The discerning father cries out to God for guidance. He is so aware of his need for God that he beckons frequently for divine assistance. The man who is aware of his weakness is forced to call on God for deliverance. The father who grasps his ignorance calls on the Lord for wisdom. The man who senses the gravity of his shepherding responsibility for his family will become desperate at times. And this desperation finds expression in exclamatory prayer. He latches hold on this verse with all his might, “Let us therefore come boldly unto the throne of grace, that we may obtain mercy, and find grace to help in time of need” (Hebrews 4:16). It is the “throne of grace” where mercy and help are found, and the discerning man cries out for divine direction.
The listening father is responsive to God’s directives. He is sensitive enough to hear God ’s voice, and tenacious enough to implement divine instructions. When our children were small we lived in a subdivision. It became apparent to me that our neighborhood was in reality an extension of Sodom and Gomorrah. My wife and I made the decision to move to the country to shield our children from avoidable negative influences.

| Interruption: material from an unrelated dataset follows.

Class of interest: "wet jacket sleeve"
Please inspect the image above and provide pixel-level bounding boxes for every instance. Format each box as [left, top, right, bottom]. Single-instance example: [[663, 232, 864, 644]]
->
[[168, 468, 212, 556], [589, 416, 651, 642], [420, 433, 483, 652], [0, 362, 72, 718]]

As you walk with God, you will develop the ability to recognize His speaking voice. When He speaks, you must act on every charge that God places before you. God’s directives are tailormade—they vary from person to person. So this is not a one-size-fits-all proposition. God speaks with specificity to all His own. When God speaks, you not only listen; you should also act.
The Spirit-filled father brings God into his family environment. He is a conduit from heaven into his home. A sanctified atmosphere yields a prolific impact on family members. What you are is more important than what you say. Your attitudes, responses, and initiatives are vital. When a man is animated with the life of God within him, he carries an unseen influence which is powerful. The life of faith is not as some portray—freedom from pressure and temptation. A faith-filled father is not flawless, but he trusts God enough to repent when he fails. He has learned to walk the Calvary Road. He knows when he misses the mark, and makes a beeline back to the Cross for cleansing. Walking in the Spirit enables a man to live above the lusts of his flesh (Galatians 5:16). This vital reality of interaction with God brings a freshness and reality into his home. Scripture teaches that a family can be sanctified through one holy parent (see 1 Corinthians 7:14).
While you are laboring with your obligations, you must deliberately trust God to build your house. God’s grace does not eliminate your responsibility. Your efforts are necessary, but they are insufficient apart from the Lord’s involvement.
To Think and Pray About…
- Being an extraordinary father is not possible by human effort alone; thanks be to God that we can labor with Him in this!
- “Lord, may I recognize Your voice guiding me in the Bible.”
- Think of three ways you could bring a sense of God’s presence into your home.